Entre 1999 et 2015, cinq programmes de redéploiement polycentrique (carte 2) se succèdent. Le schéma directeur de Shanghai publié en 1999 et approuvé en 2001 contient un plan d’aménagement de l’armature urbaine à l’échelle de la municipalité, ainsi qu’un plan de relance des villes-satellites, qui sont désormais appelées « villes nouvelles » (xincheng). Onze villes nouvelles de 200 000 à 300 000 habitants sont ainsi planifiées et inégalement aménagées durant les trois plans quinquennaux suivants. Dans le cadre du Xe plan quinquennal (2001-2005), dont le slogan est « urbaniser la banlieue », un projet expérimental « une ville, neuf bourgs » (yi cheng jiu zhen) est lancé en 2001. Il vise la construction de dix « bourgs expérimentaux » (shidian zhen), des villes nouvelles de petite dimension, présentant une composition urbaine et un style architectural à thème : allemand, anglais, italien, etc. En 2003, le plan de construction urbaine à court terme à Shanghai (2003-2007), qui phase et ajuste le schéma directeur de Shanghai (1999-2020), maintient le projet pilote « une ville, neuf bourgs » et préconise de développer en priorité « trois villes nouvelles majeures » (san da xincheng) : Songjiang, Jiading-Anting et Lingang. Ces trois villes nouvelles sont alors planifiées pour accueillir chacune 800 000 à 1 million d’habitants. En janvier 2006, dans le cadre du XIe programme d’action quinquennale (2006-2010) est lancé le projet de redéploiement polycentrique hiérarchisé « 1-9-6-6 » qui réaffirme l’aménagement de neuf villes nouvelles, les trois villes nouvelles majeures, ainsi que six villes nouvelles secondaires de 300 000 habitants (Yu et Luo, 2009 : 15). Enfin, dans le cadre du XIIe programme d’action quinquennal, sept villes nouvelles sont aménagées et distinguées à travers l’appellation ville nouvelle de premier, de second et de troisième rang. La ville nouvelle de Songjiang est planifiée pour accueillir à l’horizon 2020 entre 200 000 et 400 000 habitants, sur 120 km². Ainsi, entre 1999 et 2015, cinq programmes de redéploiement polycentrique se succèdent : ils ajustent, hiérarchisent et phasent le développement des villes nouvelles de Shanghai, mais confirment, à chaque nouveau programme, la polarité de Songjiang, Jiading et Lingang-Nanhui. |
Carte 2 : Les 5 programmes d’aménagement de villes nouvelles (1999-2015)Entre 1999 et 2015, cinq programmes de redéploiement polycentrique se succèdent : ils sont ajustés en fonction des politiques nationales, des orientations établies par les plans quinquennaux, des priorités et des objectifs fixés par la Municipalité et les autorités d’arrondissements, et de leur mise en œuvre par les gouvernements d’arrondissement. |
2.2. Des villes nouvelles articulées à la ville-centre par des infrastructures efficaces de transport
Ces villes nouvelles sont reliées à la ville-centre de Shanghai par un réseau dense d’autoroutes et, suivant les principes du Transit Oriented Development TOD (Zhuo, 2015), par un réseau ferré léger (comparable au RER francilien). « Shanghai Metro » articule les villes nouvelles à la ville-centre : Minhang est atteinte dès novembre 2003, Songjiang, la principale ville nouvelle du Xe plan quinquennal (2000-2005) en décembre 2008 (photo 2). Qingpu et Nanqiao devraient être reliées fin 2020 (tableau 3).

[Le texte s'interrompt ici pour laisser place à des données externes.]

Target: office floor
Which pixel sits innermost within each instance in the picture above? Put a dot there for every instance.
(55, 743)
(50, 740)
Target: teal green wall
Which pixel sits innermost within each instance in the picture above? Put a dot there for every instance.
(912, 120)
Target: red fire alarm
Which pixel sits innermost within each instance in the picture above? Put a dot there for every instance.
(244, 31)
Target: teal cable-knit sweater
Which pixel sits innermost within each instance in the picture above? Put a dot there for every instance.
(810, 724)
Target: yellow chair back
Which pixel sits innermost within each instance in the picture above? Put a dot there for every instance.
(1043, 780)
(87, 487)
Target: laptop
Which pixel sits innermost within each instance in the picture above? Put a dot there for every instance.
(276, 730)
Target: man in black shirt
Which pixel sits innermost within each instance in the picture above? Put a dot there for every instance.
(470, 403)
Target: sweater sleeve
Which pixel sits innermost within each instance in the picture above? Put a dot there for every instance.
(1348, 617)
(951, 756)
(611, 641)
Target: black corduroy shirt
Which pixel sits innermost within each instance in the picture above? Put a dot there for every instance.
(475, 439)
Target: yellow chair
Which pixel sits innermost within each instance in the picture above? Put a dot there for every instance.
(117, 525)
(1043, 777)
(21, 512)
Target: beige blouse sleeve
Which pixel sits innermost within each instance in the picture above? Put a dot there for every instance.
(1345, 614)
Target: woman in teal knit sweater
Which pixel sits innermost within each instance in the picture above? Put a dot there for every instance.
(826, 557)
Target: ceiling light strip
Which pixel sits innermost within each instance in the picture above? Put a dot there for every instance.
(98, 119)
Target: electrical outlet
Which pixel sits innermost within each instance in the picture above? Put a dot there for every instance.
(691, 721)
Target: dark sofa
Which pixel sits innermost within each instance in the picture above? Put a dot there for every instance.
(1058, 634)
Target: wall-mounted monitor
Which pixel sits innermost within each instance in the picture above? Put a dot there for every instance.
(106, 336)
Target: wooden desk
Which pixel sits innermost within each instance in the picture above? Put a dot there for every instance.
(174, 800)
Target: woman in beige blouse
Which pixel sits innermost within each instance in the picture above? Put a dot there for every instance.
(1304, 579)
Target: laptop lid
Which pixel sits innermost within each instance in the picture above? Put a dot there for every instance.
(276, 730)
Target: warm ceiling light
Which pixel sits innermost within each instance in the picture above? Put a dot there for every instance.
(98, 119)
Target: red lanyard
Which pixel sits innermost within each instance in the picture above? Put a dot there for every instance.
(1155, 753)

Photo 2 : La station de métro « Université de Songjiang »La station de métro "Songjiang University Town", située sur la ligne n°9, connecte la ville nouvelle de Songjiang à la ville-centre de Shanghai, depuis décembre 2008. En 2012, la station accueille 35 000 usagers par jour. |
Tableau 3 : L’intégration par le réseau ferré léger des villes nouvelles shanghaiennes
Source : Site officiel de « Shanghai Metro » (shanghai ditie), en chinois |
2.3. Une typologie des villes nouvelles construites depuis 15 ans
La typologie des villes nouvelles de Shanghai que nous proposons s’appuie sur une analyse des documents de planification des villes nouvelles, du degré de réalisation des différents projets, et de leur inscription suivant un modèle radio-concentrique, au sein de la municipalité de Shanghai. Elle distingue :
- les villes nouvelles suburbaines de Minhang et Baoshan, développées en continuité morphologique avec la ville de Shanghai, comme l’est Pudong depuis les années 1990 ;
- les villes nouvelles périurbaines : Songjiang, Jiading, Qingpu et Nanhui, la seule ex nihilo, qui connecte le port en eaux profondes de Yangshan, développées depuis une dizaine d’années, et dont la réalisation est relativement avancée ;
- les villes nouvelles périurbaines dont la construction est moins avancée et qui sont localisées plus en périphérie par rapport à la ville-centre : Jinshan, Nanqiao et Chenjia ;
- enfin, les villes nouvelles de petite dimension du projet pilote « une ville, neuf bourgs » de 2001, dont la construction est avancée, qui sont dépourvues d’équipements, mais qui partagent une unité morphologique et une originalité architecturale – îlots d’architectures étrangères ou au contraire typiques du Jiangnan, comme Anting, Gaoqiao ou Zhujiajiao.
Ainsi depuis le lancement des différents programmes de développement polycentrique de villes nouvelles, la municipalité de Shanghai tend vers une organisation polycentrique hiérarchisée, à laquelle se surimpose une organisation radio-concentrique et des couloirs de développement des villes nouvelles, qui constituent des axes de développement de Shanghai, ce qui participe à l’intégration des nouvelles périphéries urbaines à la métropole shanghaienne.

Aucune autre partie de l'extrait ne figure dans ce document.